Thursday, April 5, 2018

An unattainable ideal. . .


https://cdn.psychologytoday.com/sites/default/files/styles/article-inline-half/public/field_blog_entry_images/shutterstock_339510362%20-%20Edited.jpg?itok=ZiLJ25flWatching Rome and the great debate over paradigm shifts and Amoris Laetitia, I was struck by a comment:  The complaint is that too often the Church has spoken of Marriage in terms of an "ideal". [Amoris Laetitia] then goes on to do precisely that by dismissing Marriage as a sacramental and canonical state which objectively either exists or does not exist, and then proceeds to treat it as a virtually unattainable "ideal" to which one may approach or approximate via gradual increments.  What may be going on in Rome is certainly the grand temptation of all Christians.  'Do what you can shall be the whole of the law' (as one person put it).


If that is all it is, an unattainable ideal, then all the various states of marriage and family must be accepted as simply the the best people can do.  Is that not, in the end, what God does?  At least that is the attitude of those who believe in some measure of gradualism.  In a sense, this is what is happening all over Christendom.  Marriage is an unattainable goal so it is, at best, an ideal not to be realized except imperfectly.  Same sex marriage is not the goal but it is better than a promiscuous sexual behavior, for example.  It is all relative as long as traditional marriage is but an ideal.

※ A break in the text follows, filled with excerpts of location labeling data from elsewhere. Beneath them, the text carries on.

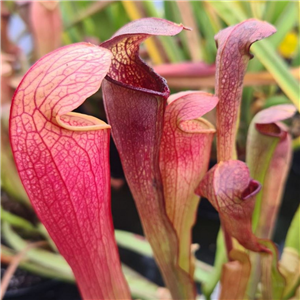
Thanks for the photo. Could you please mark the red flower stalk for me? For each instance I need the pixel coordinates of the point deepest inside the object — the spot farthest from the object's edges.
(232, 192)
(62, 159)
(135, 99)
(232, 59)
(269, 156)
(184, 157)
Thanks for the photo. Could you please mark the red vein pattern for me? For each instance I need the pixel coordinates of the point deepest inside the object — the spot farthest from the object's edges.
(231, 191)
(184, 158)
(231, 62)
(62, 159)
(135, 108)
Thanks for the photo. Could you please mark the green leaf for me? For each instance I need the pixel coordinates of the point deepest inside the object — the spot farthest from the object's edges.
(292, 238)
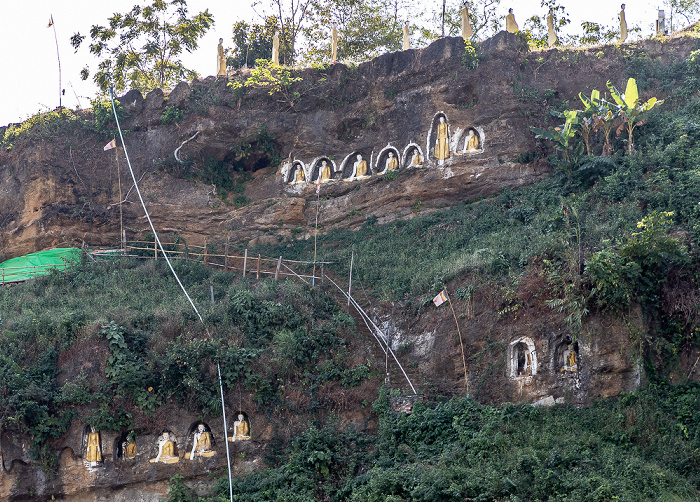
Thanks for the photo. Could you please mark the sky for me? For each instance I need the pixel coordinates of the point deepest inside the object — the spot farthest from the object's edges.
(29, 80)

Chastity is a goal but if it cannot be realized, then at least the unchaste should be responsible and safe (referring to contraception).  Male and female may be an ideal but they are certainly not the only shapes or forms of relationship.  It is as if everyone agrees that gender is a spectrum, marriage is a generic form, and that each person works within the relative confines of their own reality to define and live out as best they are able.  In the end, can God really expect more from us?

In spite of Amoris Laetitia and the churches that have caved before the move of culture and law, the answer is yes.  God does expect more from us.  If our best effort were good enough, then Christ would not be necessary.  No one disputes that God meets us where we are but the real question is does he leave us there.